- 1Department of Physical Medicine and Rehabilitation, Harvard Medical School, Boston, MA, United States
- 2MassGeneral Hospital for Children Sports Concussion Program, Boston, MA, United States
- 3Spaulding Rehabilitation Hospital, Charlestown, MA, United States
- 4Spaulding Research Institute, Charlestown, MA, United States
The objective of this study was to examine the incidence of concussion and risk factors for sustaining concussion among children from the United States general population. This prospective cohort study used data from the Adolescent Brain Cognitive Development (ABCD) Study®. Children were recruited from schools across the US, sampled to reflect the sociodemographic variation of the US population. The current sample includes 11,013 children aged 9 to 10 years old (47.6% girls; 65.5% White) who were prospectively followed for an average of 1 year (mean = 367.9 days, SD = 40.8, range 249–601). The primary outcome was caregiver-reported concussion during a 1 year follow-up period. Logistic regression was used to determine which potential clinical, health history, and behavioral characteristics (assessed at baseline) were prospectively associated with concussion. In the 1 year follow-up period between ages 10 and 11, 1 in 100 children (n = 123, 1.1%) sustained a concussion. In univariate models, three baseline predictors (ADHD, prior concussion, and accident proneness) were significantly associated with sustaining a concussion. In a multivariate model, controlling for all other predictors, only prior concussion remained significantly associated with the occurrence of a concussion during the observation period (Odds Ratio = 5.49, 95% CI: 3.40–8.87). The most robust and only independent prospective predictor of sustaining a concussion was history of a prior concussion. History of concussion is associated with 5.5 times greater odds of sustaining concussion between ages 10 and 11 among children from the general US population.
Introduction
Concussion among children is a source of significant concern among parents, school personnel, healthcare providers, and policy makers (1–7). It is of particular clinical and public policy importance to better understand risk factors for sustaining concussion. A few potential risk factors for pediatric sport-related concussion have been identified. Systematic reviews have identified strong evidence that history of a previous concussion is a risk factor for sustaining a future concussion (8, 9), with previously concussed youth athletes having more than 3 times greater risk of sustaining a future concussion (pooled risk ratio = 3.64; 95% CI: 2.68–4.96) (8). In addition, several retrospective studies of youth athletes report that boys have a greater lifetime history of concussion than girls (10–12). However, evidence regarding other potential risk factors, including gender, as well as aggressive athlete behavior, and body weight/body mass, have been inconsistent or have been classified as having low levels of certainty (9). Moreover, available literature suggests that having attention-deficit/hyperactivity disorder (ADHD) may be a risk factor for sustaining concussion. When asked to report their health history in the context of sports participation, children, adolescents, and young adults with ADHD self-report greater lifetime rates of concussion than those who do not have ADHD (11–16). Further, a recent case-control study using the Adolescent Brain Cognitive Development (ABCD) Study® database reported that children with ADHD were significantly more likely to have a lifetime history of concussion compared to children who did not have ADHD (17). However, the literature on ADHD as a risk factor for sustaining concussion is methodologically limited in important ways, such as being cross-sectional, retrospective, and subject to recall bias.

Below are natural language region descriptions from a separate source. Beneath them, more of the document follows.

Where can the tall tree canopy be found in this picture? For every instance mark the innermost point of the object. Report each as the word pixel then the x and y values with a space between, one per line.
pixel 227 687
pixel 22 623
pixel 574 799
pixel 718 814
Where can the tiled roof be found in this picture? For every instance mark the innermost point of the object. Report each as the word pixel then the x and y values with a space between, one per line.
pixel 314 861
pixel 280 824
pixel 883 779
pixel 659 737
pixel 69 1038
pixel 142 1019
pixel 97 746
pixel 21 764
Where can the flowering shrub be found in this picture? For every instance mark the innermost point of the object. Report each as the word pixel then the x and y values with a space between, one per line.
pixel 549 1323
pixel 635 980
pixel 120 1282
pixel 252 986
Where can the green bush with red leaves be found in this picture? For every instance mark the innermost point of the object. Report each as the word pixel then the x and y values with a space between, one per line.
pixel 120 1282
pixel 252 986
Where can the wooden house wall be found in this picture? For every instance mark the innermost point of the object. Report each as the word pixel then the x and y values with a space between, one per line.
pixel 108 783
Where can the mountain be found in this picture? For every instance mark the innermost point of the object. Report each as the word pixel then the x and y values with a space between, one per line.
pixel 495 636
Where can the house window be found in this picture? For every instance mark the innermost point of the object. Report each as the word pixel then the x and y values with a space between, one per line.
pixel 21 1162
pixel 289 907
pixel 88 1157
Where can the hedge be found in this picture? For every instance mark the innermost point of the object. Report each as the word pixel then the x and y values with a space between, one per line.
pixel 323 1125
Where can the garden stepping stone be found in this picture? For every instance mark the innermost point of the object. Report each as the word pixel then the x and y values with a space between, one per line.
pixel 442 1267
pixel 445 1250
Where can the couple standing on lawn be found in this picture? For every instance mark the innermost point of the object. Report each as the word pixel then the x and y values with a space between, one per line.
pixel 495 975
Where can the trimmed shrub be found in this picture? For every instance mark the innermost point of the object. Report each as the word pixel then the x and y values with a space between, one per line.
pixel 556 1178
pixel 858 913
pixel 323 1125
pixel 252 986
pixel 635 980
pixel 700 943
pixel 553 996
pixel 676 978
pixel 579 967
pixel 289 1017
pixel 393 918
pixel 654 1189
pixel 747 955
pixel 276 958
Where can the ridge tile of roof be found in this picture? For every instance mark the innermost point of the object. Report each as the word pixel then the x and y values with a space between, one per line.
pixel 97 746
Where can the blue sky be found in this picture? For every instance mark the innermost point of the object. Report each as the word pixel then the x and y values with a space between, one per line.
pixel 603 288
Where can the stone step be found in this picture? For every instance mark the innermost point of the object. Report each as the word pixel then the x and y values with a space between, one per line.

We found no prior prospective studies relating to risk factors for sustaining concussion among children in the general population. Using data from the ABCD Study®, the largest long-term study of brain development and child health in the United States (18, 19), we examined potential risk factors, assessed when children were 9 or 10 years old, and the occurrence of concussion during a 1 year follow-up period in a large, diverse, representative cohort of children from the U.S. general population. We hypothesized that (i) prior concussion, (ii) ADHD, (iii) impulsive tendencies, (iv) accident proneness, (v) male gender, and (vi) greater body mass index would be associated with increased risk of sustaining concussion.
Materials and Methods
Participants
Participants were drawn from the most recent curated data release (3.0) from the ABCD study (18), a comprehensive longitudinal study involving 21 research sites across the United States. Data release 3.0 includes concussion interview results from the 1 year follow-up study visit for 11,194 children, of which 164 were missing data on ADHD status, 3 children were missing Child Behavior Checklist (CBCL) data, 1 child was missing gender, 4 were missing height recordings, and 2 were missing weight recordings. We excluded children with presumed data entry errors, including 2 children with height recordings of 4 inches and 2 children with weight recordings of 11 pounds. We also excluded 1 child whose follow-up interview date was just 14 days after the baseline interview and 2 children due to having sustained an injury with loss of consciousness lasting >30 min. The final sample for this study included 11,013 children. The mean age of the sample was 9.9 years (SD = 0.6, range: 9.0–10.9) at baseline assessment and 10.9 years (SD = 0.6, range: 9.7–12.4) at the 1 year follow-up. The sample was roughly equally split between girls (47.6%) and boys (52.4%). The sample racial and ethnic composition as well as socioeconomic status are summarized in Table 1. All sociodemographic information was provided by caregivers. The average time between baseline and follow-up assessment was 367.9 days (SD = 40.8, median = 365, range 249–601).
Measures
The Ohio State Traumatic Brain Injury Screen-Short Modified (OTBI)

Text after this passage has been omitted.